CVC | Qual relação você encontra entre
filosofia e poesia?
FM | Não creio em nenhuma dessas duas
forças desgarradas de uma imanência que lhes é peculiar, ou seja, a relação
intrínseca que ambas devem ter com o homem e a realidade. Qualquer tentativa de
torná-las distantes dessa imanência, por exemplo, a redução a mera técnica
(mística ou poética), não consegue senão afastar o próprio homem de si mesmo.
Mas tenhamos em conta que poesia é criação, invenção, ao passo que filosofia é
reflexão sobre o criado ou seu desejo.
CVC | O tempo e a memória são dois temas
recorrentes em sua obra. Você acredita que o tempo da escritura é um tempo
mágico que eterniza o assombro do poeta diante da vida, suas emoções, vivências
e ansiedades?
FM | Não há propriamente um tempo
mágico. O que se poderia chamar de mágica é nossa relação com o tempo. E esta
magia tem que estar na carne daquilo que escrevemos, pois é afinal o que
estamos vivendo. Tal experiência pulsante, diária, não se separa de uma
memória, seja do passado ou do futuro. A escritura de um poema reflete a vida
de seu criador, consequentemente comporta tanto o sublime quanto o revés, de
maneira que o assombro do poeta estará ligado mais à capacidade de percepção da
realidade.
CVC | O crítico Rolando Toro comentou
que “seu prometo poético é subversivo, alheio aos valores convencionais”. Em
que medida a sua obra se revela contra a tradição poética do Brasil?
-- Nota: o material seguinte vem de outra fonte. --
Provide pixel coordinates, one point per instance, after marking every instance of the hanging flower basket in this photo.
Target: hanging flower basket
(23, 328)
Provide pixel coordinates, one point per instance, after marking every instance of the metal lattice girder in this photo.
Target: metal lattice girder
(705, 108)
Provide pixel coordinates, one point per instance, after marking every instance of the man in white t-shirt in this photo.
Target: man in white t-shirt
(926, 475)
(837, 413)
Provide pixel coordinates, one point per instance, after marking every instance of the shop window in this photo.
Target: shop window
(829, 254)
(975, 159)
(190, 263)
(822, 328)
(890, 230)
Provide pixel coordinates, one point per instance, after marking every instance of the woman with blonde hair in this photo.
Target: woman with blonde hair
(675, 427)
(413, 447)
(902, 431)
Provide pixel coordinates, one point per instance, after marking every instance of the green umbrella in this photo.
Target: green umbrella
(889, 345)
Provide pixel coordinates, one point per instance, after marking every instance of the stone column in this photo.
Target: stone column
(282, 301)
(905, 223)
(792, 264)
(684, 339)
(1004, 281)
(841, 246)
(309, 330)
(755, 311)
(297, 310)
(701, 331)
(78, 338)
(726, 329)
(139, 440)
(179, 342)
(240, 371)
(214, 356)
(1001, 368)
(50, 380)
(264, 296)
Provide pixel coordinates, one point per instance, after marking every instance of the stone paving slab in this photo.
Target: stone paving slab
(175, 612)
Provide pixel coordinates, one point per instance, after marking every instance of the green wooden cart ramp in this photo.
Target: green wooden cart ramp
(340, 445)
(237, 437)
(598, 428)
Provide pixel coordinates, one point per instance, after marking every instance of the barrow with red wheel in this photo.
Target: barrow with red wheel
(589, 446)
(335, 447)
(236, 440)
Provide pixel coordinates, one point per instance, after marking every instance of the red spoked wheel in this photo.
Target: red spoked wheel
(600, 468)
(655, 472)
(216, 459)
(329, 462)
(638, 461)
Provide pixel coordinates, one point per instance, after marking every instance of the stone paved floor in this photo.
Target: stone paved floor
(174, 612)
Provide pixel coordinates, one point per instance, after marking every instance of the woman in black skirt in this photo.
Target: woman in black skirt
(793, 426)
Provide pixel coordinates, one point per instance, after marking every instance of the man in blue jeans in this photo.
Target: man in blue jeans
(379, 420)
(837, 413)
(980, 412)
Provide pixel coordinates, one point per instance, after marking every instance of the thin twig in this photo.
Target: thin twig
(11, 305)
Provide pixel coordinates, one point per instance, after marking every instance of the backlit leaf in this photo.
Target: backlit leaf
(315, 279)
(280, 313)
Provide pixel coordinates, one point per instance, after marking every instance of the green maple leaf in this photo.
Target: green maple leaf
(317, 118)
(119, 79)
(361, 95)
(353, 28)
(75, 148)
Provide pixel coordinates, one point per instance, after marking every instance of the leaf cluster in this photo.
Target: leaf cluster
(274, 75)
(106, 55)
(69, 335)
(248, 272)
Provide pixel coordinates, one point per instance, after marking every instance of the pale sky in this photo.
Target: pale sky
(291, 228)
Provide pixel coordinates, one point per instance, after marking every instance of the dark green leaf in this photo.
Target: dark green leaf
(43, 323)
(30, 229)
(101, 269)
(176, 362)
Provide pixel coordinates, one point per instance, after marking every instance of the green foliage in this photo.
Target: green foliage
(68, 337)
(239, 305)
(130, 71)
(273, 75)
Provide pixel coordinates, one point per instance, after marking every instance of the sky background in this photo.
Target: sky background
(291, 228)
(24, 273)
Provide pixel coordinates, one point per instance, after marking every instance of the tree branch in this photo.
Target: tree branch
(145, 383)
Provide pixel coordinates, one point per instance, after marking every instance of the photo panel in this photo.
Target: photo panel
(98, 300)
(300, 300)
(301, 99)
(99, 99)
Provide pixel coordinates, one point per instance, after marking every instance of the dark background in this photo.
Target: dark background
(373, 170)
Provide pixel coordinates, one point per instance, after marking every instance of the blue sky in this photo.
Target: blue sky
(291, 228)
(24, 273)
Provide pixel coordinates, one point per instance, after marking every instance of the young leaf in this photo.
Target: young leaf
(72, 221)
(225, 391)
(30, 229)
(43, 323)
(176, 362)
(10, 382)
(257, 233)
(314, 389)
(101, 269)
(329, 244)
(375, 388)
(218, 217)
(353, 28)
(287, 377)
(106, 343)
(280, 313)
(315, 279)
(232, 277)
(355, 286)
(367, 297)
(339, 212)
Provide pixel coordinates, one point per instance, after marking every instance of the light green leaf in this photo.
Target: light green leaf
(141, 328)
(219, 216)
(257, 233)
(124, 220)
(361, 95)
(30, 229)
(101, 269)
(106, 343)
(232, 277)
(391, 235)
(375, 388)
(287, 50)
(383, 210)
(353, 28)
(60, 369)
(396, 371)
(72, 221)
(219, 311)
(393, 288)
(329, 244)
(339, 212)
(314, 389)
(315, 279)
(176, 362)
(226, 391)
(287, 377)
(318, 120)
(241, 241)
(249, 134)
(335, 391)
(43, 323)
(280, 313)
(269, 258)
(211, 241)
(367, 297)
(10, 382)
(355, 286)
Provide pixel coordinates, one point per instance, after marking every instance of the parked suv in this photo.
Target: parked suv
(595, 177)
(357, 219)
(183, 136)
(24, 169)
FM | Há um componente meta-poético em
minha poesia que a aproxima um pouco de autores como Jorge de Lima ou Dante
Milano. Trata-se de uma reflexão constante sobre o próprio pensamento poético,
em meu caso uma crítica à relação entre poeta e sociedade. Por outro lado,
participam de minha poética componentes da tragédia (personagens, diálogo,
trama, coro), que lhe dão uma peculiaridade dramática que não se observa na
tradição lírica brasileira. A subversão a que se refere Rolando Toro diz
respeito a um vício formalista, beletrista, parnasiano, que caracteriza a
poesia brasileira, somente rompido em raros momentos em toda a história.
CVC | Você se considera um poeta
surrealista? Qual a importância da analogia em seu processo criador?
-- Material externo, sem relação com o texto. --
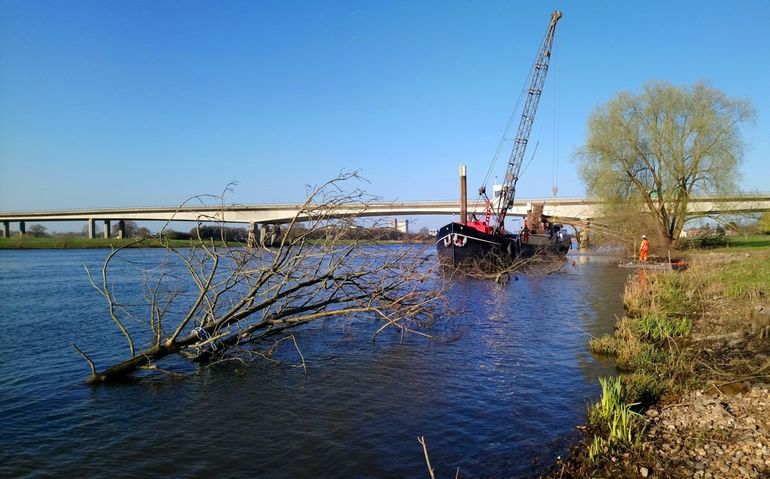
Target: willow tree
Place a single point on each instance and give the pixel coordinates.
(659, 148)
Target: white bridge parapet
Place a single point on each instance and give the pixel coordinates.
(565, 209)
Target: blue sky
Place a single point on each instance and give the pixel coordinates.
(107, 103)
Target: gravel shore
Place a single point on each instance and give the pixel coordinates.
(712, 434)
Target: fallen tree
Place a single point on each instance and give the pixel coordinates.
(232, 298)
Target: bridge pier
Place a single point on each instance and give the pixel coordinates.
(253, 235)
(582, 235)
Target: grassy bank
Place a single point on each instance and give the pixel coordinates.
(683, 335)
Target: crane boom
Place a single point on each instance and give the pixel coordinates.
(537, 80)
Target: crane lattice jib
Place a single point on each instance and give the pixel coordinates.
(537, 80)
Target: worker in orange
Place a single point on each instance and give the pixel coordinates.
(643, 248)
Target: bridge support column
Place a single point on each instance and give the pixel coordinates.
(583, 236)
(253, 235)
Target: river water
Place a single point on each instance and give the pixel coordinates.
(497, 393)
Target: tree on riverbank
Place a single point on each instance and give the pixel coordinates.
(653, 151)
(211, 302)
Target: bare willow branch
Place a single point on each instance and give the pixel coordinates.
(220, 301)
(421, 440)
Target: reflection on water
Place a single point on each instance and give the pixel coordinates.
(499, 385)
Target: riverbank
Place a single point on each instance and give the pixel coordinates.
(693, 396)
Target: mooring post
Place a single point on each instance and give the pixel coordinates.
(463, 196)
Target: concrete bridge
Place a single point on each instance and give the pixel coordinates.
(566, 210)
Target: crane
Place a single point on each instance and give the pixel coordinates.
(536, 82)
FM | Devo aclarar essa questão. Tenho
com o Surrealismo uma relação entranhável, sobretudo se pensarmos em alguns
poetas hispano-americanos, a exemplo de Enrique Molina ou Ludwig Zeller, que
sempre me interessaram muito. Agora, não me considero um surrealista, e sim
alguém que chamou para si a defesa do Surrealismo, levando em conta que se
tinha dele uma ideia bastante distorcida em meu país. Além desse aspecto, não
caibo nas classificações habituais.
Já no tocante à analogia, é naturalmente a chave de todos os
conflitos que encarno em meu processo criador, as relações entre visível e
invisível, possível e impossível, mundo criado e mundo por criar. A analogia
como uma transgressão do facilmente perceptível, do que se mostra apenas em
aparência. Como destacou Rolando Toro, vemos em minha poética uma “linguagem
que para viver deve consumir seu corpo”. Em tal consumição reflete sobre as
formas que encarna, averiguando inferno e paraíso, Eros e Tanatos, todos os
pares que conformam a grande aventura humana, reconhecendo as semelhanças
ocultas, restituindo o mistério da imagem, uma mística profunda que transgride
todas as leis de um pensamento lógico.
CVC | De seus primeiros livros de
poemas à sua última produção poética houve alguma mudança estilística
fundamental?
FM | Naturalmente. Por muito tempo
confesso não haver encontrado uma voz própria. Tanto em forma como em conteúdo,
vivia um pouco à sombra de algo já escrito. Em um primeiro momento, escrevi
muito pautado pelo discurso, despreocupado com a forma. Logo me deixei
influenciar bastante pela Beat Generation
e o universo dos comics, mesclando
essas duas leituras em painéis que buscavam já alguma aproximação com o que
escrevo hoje. Mas somente a princípios dos 90 é que defini uma poética que
fosse a grande soma de todas as vivências e percepções, uma escritura
polissêmica cuja complexidade estrutural não fosse apenas uma articulação
retórica, mas sim uma estratégia essencial à própria resolução dos desafios
impostos, definida por um sentido natural de abrangência de códigos, quase uma
volúpia da escrita.
CVC | Quando e por que motivo surge
seu interesse pela literatura hispano-americana?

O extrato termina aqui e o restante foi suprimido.